# Aruba: book tours on arrival?  Natural Pool?



## sammy (Jun 12, 2008)

Last time we went it seemed very slow and booking tours was not an issue.  We're headed there in a few weeks and I'm wondering if I NEED to book ahead.  I'd much prefer to wait till we get there.  

Also wondering if we can get to the, oh gosh I forget what its called, the natural pool??? - not the natural bridge but the place you have to walk over all those rocks to get to --- anyway, we went there via ATVs last time but I was really not meant to drive an ATV and I was quite scared with my teen son driving the ATV over that super rugged terrain.....afraid he'd lose control and flip.  Is there any other way to get there?


----------



## timesharejunkie4 (Jun 12, 2008)

We have driven to the natural pool and all I can say is "never again". The other time, we went by horseback which was 1000% better!


----------



## lvhmbh (Jun 13, 2008)

You can wait til you get there easily!  We go during high season and can always get a tour if necessary.  We don't use them, however, as we have a car.


----------



## jlee2070 (Jun 13, 2008)

We recently did a Jeep Tour that went to Natural Pool.  It seemed relatively safe but it was a rough ride.  Not sure if Natural Pool is worth going to again if you have already been there...


----------



## sammy (Jun 13, 2008)

Thanks.  

I know what you mean about going again, jlee2070.  Kids want to go again for the 'fun'   ATV ride.   
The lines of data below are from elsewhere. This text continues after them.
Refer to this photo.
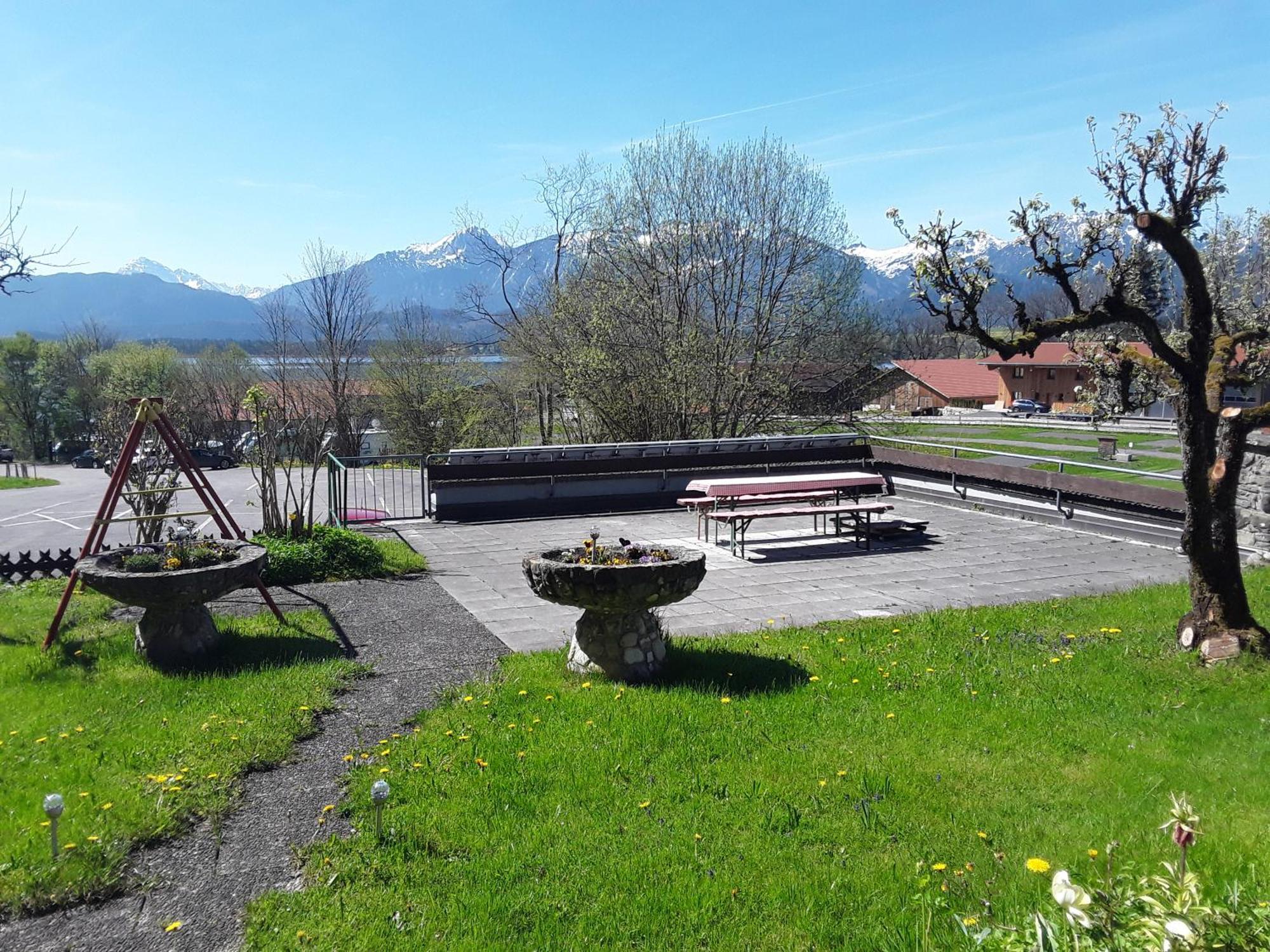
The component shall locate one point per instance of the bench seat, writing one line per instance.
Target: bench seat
(859, 513)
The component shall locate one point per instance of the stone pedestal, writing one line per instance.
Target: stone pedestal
(618, 634)
(176, 638)
(622, 647)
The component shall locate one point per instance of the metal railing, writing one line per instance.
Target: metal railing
(375, 488)
(1061, 464)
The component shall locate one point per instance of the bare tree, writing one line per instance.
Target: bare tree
(291, 416)
(1159, 183)
(336, 305)
(18, 263)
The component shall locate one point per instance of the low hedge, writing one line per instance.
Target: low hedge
(330, 554)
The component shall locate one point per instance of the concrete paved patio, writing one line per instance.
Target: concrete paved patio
(792, 576)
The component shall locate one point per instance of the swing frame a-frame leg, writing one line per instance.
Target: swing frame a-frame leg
(149, 411)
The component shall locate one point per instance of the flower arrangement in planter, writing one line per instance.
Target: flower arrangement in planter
(176, 555)
(618, 634)
(172, 582)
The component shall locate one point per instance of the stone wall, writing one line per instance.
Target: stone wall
(1253, 503)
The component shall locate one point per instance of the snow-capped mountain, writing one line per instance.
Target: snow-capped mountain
(441, 274)
(180, 276)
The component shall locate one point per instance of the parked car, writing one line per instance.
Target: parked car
(211, 460)
(1029, 407)
(88, 460)
(67, 450)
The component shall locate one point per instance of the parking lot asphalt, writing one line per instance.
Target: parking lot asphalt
(59, 517)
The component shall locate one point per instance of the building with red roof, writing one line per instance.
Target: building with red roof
(943, 383)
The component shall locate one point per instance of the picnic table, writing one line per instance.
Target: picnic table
(816, 488)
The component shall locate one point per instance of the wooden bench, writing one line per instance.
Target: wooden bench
(702, 506)
(859, 513)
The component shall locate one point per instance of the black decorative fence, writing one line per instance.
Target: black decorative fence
(23, 568)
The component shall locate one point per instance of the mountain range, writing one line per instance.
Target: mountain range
(149, 300)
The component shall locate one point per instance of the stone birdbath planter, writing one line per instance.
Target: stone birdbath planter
(617, 634)
(176, 628)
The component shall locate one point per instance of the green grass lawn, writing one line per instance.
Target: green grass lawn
(25, 482)
(796, 789)
(135, 753)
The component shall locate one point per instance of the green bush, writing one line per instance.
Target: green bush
(327, 554)
(291, 562)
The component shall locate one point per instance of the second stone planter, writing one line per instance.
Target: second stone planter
(617, 634)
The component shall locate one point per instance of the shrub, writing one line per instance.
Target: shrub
(328, 554)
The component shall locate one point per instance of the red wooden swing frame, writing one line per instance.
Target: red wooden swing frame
(149, 411)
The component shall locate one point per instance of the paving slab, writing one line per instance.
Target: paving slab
(792, 574)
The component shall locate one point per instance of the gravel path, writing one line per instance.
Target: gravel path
(418, 640)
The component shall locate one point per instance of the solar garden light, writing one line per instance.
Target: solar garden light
(53, 810)
(379, 797)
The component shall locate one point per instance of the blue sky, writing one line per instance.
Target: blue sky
(220, 138)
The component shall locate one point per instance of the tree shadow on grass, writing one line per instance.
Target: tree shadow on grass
(241, 653)
(700, 666)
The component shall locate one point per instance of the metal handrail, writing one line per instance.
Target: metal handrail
(956, 449)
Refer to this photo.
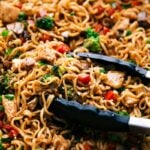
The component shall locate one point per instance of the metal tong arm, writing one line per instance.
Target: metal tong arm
(123, 65)
(89, 115)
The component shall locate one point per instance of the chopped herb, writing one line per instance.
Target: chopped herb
(5, 33)
(121, 89)
(9, 96)
(4, 84)
(9, 51)
(72, 13)
(22, 16)
(126, 5)
(6, 140)
(128, 32)
(0, 98)
(43, 62)
(102, 70)
(123, 113)
(1, 108)
(46, 23)
(91, 33)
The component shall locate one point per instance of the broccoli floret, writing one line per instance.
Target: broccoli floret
(92, 44)
(91, 33)
(46, 23)
(58, 70)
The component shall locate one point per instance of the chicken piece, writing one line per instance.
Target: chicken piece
(129, 99)
(47, 55)
(122, 24)
(16, 27)
(60, 143)
(10, 108)
(25, 63)
(8, 13)
(114, 79)
(32, 104)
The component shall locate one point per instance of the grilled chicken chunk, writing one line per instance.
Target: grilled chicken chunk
(129, 99)
(10, 108)
(114, 79)
(47, 55)
(8, 13)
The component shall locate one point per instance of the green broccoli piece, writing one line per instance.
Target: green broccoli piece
(58, 70)
(46, 23)
(22, 16)
(91, 33)
(92, 44)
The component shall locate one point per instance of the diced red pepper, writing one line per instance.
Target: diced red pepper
(30, 22)
(100, 10)
(110, 95)
(1, 124)
(87, 146)
(111, 146)
(111, 11)
(1, 115)
(62, 48)
(19, 5)
(119, 7)
(7, 127)
(22, 40)
(105, 30)
(13, 133)
(84, 78)
(98, 27)
(45, 37)
(41, 13)
(135, 3)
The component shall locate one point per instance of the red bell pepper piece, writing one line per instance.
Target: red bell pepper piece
(110, 95)
(84, 78)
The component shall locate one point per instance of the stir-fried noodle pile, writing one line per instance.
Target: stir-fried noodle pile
(35, 67)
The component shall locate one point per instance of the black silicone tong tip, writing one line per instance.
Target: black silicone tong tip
(130, 68)
(89, 116)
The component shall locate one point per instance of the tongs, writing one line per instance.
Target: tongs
(93, 117)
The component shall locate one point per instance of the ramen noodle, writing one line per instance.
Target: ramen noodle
(36, 37)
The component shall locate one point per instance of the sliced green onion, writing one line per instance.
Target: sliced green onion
(5, 33)
(9, 96)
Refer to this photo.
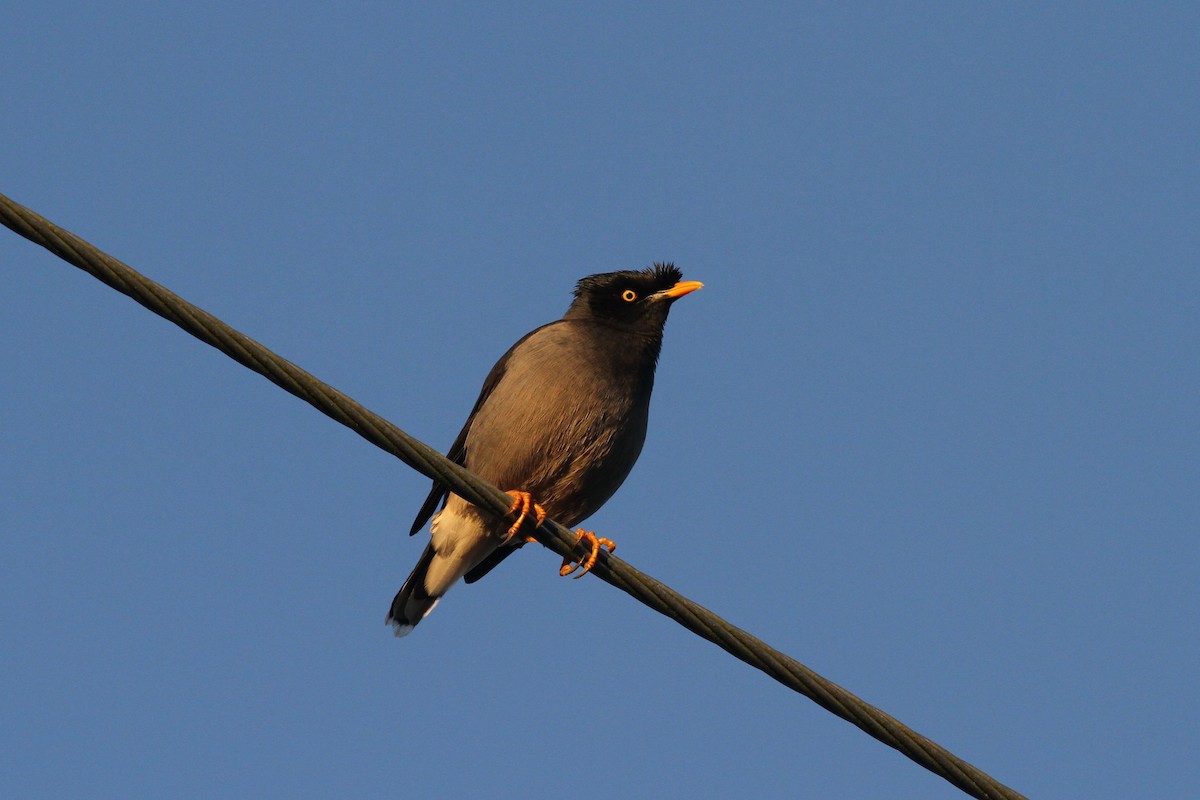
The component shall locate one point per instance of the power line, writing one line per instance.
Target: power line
(474, 489)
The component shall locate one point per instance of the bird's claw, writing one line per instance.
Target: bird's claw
(586, 564)
(523, 503)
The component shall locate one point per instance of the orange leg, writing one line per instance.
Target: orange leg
(523, 501)
(595, 543)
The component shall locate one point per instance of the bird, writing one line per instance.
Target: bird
(559, 422)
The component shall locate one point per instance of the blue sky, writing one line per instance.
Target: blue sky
(931, 427)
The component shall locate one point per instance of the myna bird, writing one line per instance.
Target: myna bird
(559, 422)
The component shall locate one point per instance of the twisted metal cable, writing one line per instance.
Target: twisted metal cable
(471, 487)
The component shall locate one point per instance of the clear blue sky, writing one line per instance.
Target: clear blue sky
(931, 427)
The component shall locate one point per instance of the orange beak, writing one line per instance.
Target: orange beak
(682, 288)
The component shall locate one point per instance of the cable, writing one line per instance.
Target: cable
(471, 487)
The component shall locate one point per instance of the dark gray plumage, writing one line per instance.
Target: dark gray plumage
(562, 415)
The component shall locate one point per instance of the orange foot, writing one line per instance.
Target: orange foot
(595, 542)
(523, 501)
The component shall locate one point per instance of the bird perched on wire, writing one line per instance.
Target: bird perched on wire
(559, 422)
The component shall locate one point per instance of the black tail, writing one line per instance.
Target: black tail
(413, 602)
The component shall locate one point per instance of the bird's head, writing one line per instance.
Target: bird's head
(631, 299)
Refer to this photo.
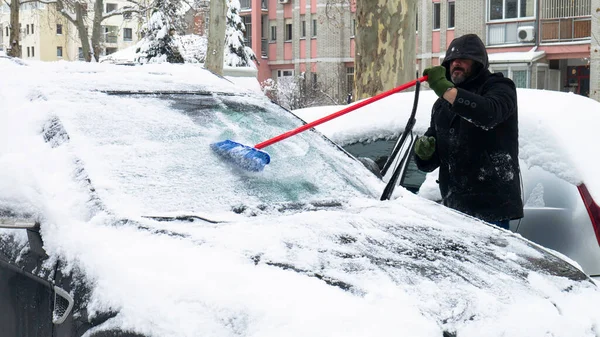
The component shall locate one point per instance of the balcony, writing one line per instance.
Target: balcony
(264, 47)
(566, 29)
(111, 38)
(506, 32)
(246, 5)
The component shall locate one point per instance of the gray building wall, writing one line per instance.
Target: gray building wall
(334, 33)
(470, 18)
(595, 52)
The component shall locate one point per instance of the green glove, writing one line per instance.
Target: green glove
(436, 77)
(425, 147)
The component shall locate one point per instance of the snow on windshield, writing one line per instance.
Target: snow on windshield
(554, 128)
(150, 155)
(413, 266)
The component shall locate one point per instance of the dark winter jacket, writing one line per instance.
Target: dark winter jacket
(477, 147)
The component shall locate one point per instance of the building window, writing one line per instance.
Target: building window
(520, 78)
(350, 79)
(451, 15)
(285, 73)
(510, 9)
(127, 34)
(111, 7)
(436, 15)
(288, 32)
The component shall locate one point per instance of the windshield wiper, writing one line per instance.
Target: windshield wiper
(190, 218)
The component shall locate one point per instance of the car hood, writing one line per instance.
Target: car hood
(371, 268)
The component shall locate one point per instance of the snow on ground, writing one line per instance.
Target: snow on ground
(415, 268)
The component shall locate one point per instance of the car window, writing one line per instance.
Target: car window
(379, 150)
(413, 178)
(152, 152)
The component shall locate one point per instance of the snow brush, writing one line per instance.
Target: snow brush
(255, 160)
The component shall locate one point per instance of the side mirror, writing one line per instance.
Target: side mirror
(371, 165)
(17, 223)
(63, 304)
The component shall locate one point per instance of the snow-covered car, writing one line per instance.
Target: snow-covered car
(131, 225)
(561, 185)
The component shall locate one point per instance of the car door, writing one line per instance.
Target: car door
(26, 303)
(30, 305)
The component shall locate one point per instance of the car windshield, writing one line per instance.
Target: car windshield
(151, 152)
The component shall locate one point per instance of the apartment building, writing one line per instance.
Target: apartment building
(543, 44)
(302, 37)
(47, 35)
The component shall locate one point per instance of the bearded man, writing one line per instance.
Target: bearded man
(473, 137)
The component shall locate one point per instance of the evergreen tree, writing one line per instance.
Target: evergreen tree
(237, 54)
(158, 44)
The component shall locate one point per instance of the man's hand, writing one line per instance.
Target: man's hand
(425, 147)
(436, 77)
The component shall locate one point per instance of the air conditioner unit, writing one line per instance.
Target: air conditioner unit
(526, 34)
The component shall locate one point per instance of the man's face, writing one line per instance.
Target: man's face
(460, 70)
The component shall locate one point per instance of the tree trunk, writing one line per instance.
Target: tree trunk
(216, 37)
(97, 29)
(15, 31)
(385, 45)
(82, 32)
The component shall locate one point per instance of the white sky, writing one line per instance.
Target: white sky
(415, 267)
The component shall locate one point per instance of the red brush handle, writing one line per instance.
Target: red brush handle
(338, 114)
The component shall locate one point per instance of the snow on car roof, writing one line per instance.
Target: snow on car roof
(407, 266)
(556, 129)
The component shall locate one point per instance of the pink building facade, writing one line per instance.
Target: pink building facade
(543, 44)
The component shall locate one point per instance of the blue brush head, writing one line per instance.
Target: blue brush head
(246, 157)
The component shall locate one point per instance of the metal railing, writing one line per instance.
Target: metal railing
(264, 47)
(565, 29)
(247, 4)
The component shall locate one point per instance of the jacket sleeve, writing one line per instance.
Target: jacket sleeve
(496, 104)
(434, 161)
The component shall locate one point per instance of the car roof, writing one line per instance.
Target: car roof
(552, 127)
(364, 268)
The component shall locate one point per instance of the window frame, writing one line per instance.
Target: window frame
(289, 32)
(518, 17)
(451, 15)
(436, 17)
(125, 37)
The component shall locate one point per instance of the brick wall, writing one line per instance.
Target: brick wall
(595, 52)
(470, 18)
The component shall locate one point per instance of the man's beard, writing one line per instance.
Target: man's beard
(460, 77)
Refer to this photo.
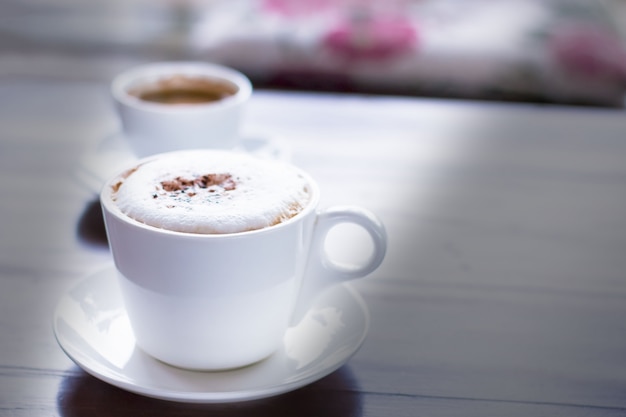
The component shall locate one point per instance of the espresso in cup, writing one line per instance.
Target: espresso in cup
(183, 89)
(211, 192)
(169, 106)
(217, 253)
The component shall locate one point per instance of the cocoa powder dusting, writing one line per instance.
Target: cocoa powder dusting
(203, 181)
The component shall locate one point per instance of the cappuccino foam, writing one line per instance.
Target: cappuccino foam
(211, 192)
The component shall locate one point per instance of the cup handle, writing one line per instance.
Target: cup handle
(321, 271)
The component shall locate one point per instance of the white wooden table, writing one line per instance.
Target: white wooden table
(503, 292)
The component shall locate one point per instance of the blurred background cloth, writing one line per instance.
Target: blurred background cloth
(546, 51)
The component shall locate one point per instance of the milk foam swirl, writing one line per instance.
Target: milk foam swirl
(211, 192)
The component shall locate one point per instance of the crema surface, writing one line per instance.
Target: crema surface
(211, 192)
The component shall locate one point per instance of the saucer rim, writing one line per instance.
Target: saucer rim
(112, 376)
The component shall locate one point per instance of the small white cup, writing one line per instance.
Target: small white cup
(154, 127)
(221, 301)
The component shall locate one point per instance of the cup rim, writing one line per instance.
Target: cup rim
(110, 207)
(124, 79)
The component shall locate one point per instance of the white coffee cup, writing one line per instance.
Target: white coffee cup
(221, 301)
(152, 127)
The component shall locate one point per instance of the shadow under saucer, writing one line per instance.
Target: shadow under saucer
(337, 394)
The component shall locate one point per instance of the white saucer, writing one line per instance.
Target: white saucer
(91, 326)
(113, 154)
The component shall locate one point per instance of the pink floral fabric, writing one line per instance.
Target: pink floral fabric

Maybe there's an ATV tour to do something less 'adventurous'?  

(I couldn't even drive out of the rocky uphill treck out of camp -- tour director finally looked at my then 12yo who was 4 years away from being 'allowed' to drive it, and said 'you take over'!!! :hysterical:  He was, of course, thrilled, except for me holding on to him for dear life and screaming 'slow down!'  in his ear the whole tour.)


----------



## lprstn (Jun 14, 2008)

I would do the all day jeep tour, it covers it all.  I did it with abc for $79 and it included a delicious lunch.  That tour took us to the baby beach, natural pool, ostrige farm, church, mine, cave and much more...It was all we needed.


----------



## shagnut (Jun 16, 2008)

I also recommend the ABC tours. They do go to the natural pools. We had to cut the tour short as I almost drowned and they had to rescue me before I was swept out to sea  Kelli said it was like watching Bay Watch.  shaggy


----------



## rachel (Jun 17, 2008)

shaggy,

Unbelievable!....That in itself must have been enough excitement for the day.  Sure glad to still see you posting! 

I head to Aruba in 4 weeks.  Can't wait!


----------



## ownsmany (Jun 17, 2008)

*in aruba now*

we did the horseback riding to the natural pool about 3 years ago.  That was scary for me as the horses galloped down a big hill onto the beach.  I thought I was going to fall off and was really afraid for my daughter.

For us - going to the natural pool once was fine.  Probably won't go back again.  It was hard climbing on the rocks to get to it.  Again worried about my daughter falling.


----------



## Cathy in Boston (Jun 19, 2008)

We've been to Aruba 7 times since 2001 and have never done any of the tours...lol...that would mean having to leave our palapa...


----------



## parrotheadbernie (Jun 19, 2008)

Sat, July 12 will be my 10th trip to Aruba... the great thing about the Island is that u dont need tours or outside activities... it is my vacation to get some R&R. If u are looking at a fun day trip, rent a car and travel to Baby beach... nice change of scenery and great snorkeling... pretty safe for all types of swimmers including kids... for a few dollars u can get a lounge chair....cold beer and beach with the locals... enjoy


----------



## sammy (Jun 23, 2008)

*Thanks*

Thank you all for your tips.  

We'll be renting a car again so we can drive to get groceries, drive to Baby Beach, and do our own island tour.  The family has told me I have to go on the ATV again so I plan to get that over with day 1 or 2 so I can actually enjoy the rest of the week....Maybe I'll get lucky and they'll be booked the entire week!!  

Aside from that it'll be a boat excursion or 2, palapa (if I can snag one at Surf Club) and poolside reading, a little gambling, and lots of R&R!


----------